ConstraintSolver.jl – Bugs and Benchmarks

ConstraintSolver.jl – Bugs & Benchmarks

This is part 22 of an ongoing series about: How to build a constraint solver?
You might want to check out earlier posts if you’re new but this part is one of the parts that can be read by itself (mostly).
See first post for a list of other posts in this series.

In short:
I’m creating a constraint solver from scratch in Julia.
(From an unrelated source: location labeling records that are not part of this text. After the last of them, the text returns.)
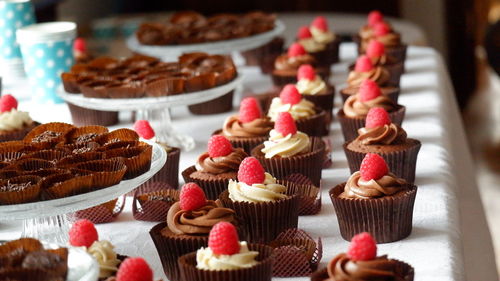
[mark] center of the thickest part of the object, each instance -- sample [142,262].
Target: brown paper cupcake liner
[152,202]
[308,164]
[296,254]
[404,270]
[23,195]
[104,173]
[137,159]
[218,105]
[401,163]
[350,125]
[103,213]
[262,222]
[63,185]
[387,218]
[212,186]
[262,271]
[247,143]
[83,116]
[172,247]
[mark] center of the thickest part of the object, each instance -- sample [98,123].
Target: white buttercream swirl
[206,259]
[268,191]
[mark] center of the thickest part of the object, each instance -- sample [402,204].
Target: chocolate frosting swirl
[199,221]
[259,127]
[387,134]
[342,268]
[284,62]
[378,74]
[356,187]
[354,107]
[222,164]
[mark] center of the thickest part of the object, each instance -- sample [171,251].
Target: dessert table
[450,238]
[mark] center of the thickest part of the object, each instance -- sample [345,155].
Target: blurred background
[465,32]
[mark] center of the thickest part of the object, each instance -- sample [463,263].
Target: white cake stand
[156,109]
[47,220]
[171,52]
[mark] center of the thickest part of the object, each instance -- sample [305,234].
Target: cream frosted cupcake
[310,119]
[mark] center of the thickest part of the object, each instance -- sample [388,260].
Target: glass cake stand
[156,109]
[48,221]
[171,52]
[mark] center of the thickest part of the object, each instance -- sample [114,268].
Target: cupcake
[361,262]
[14,124]
[374,200]
[352,115]
[226,258]
[247,129]
[310,119]
[289,151]
[387,139]
[314,89]
[215,167]
[286,65]
[320,42]
[260,202]
[187,226]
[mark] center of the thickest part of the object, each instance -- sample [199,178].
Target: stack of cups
[47,50]
[14,14]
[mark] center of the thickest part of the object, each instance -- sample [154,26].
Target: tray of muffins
[138,82]
[192,32]
[61,168]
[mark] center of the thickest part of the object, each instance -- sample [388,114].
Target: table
[450,238]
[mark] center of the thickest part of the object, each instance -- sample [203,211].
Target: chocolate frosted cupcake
[352,115]
[187,226]
[310,119]
[228,259]
[376,201]
[362,263]
[262,204]
[215,167]
[289,151]
[247,129]
[286,66]
[386,139]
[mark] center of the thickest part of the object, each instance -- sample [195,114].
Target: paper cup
[47,50]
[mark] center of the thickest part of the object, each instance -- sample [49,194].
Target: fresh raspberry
[219,146]
[143,128]
[369,90]
[306,71]
[375,17]
[251,171]
[362,248]
[80,45]
[285,124]
[377,117]
[290,95]
[373,167]
[82,233]
[223,239]
[192,197]
[296,50]
[249,110]
[375,49]
[381,29]
[320,23]
[363,64]
[134,269]
[7,103]
[304,32]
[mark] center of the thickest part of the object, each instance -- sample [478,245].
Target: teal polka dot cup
[47,50]
[14,14]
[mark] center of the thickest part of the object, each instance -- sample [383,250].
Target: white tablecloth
[450,238]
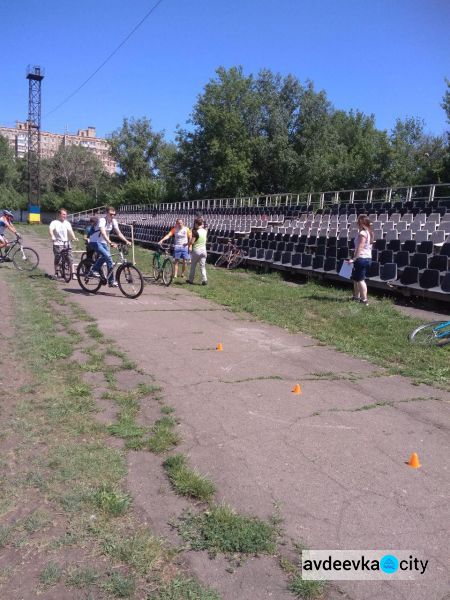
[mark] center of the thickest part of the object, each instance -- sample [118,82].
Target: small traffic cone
[414,461]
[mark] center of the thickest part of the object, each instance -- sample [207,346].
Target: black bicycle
[64,266]
[23,258]
[128,276]
[163,265]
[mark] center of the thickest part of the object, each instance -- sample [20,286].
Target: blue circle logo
[389,563]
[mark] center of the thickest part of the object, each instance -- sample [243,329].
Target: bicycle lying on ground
[23,258]
[233,256]
[128,276]
[162,265]
[436,333]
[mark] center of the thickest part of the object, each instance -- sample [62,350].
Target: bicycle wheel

You can follow the project on my GitHub repo.
Whenever I add something not too small I’ll post about it in my blog. Sometimes I also make a post of small stuff when there is enough of it.
If you’re interested in some special thing which you don’t understand please open an issue and I’ll explain my thoughts.

Some people mentioned a while ago that it might be nice to publish version v0.1.0 even though this project misses a lot of things at the moment.
For those of you who are interested in trying things out it should be easier this way. Just ] update in the REPL and you can try the newest stuff.

Okay you should run ] add ConstraintSolver before 😉

That was about a month ago and now ConstraintSolver.jl is already at v0.1.6 so what happened? 😀
Biggest new feature is the table constraint which I described in this blog a few weeks ago.
The rest is basically bugfixes and then v0.1.6 which implements a few new “features”.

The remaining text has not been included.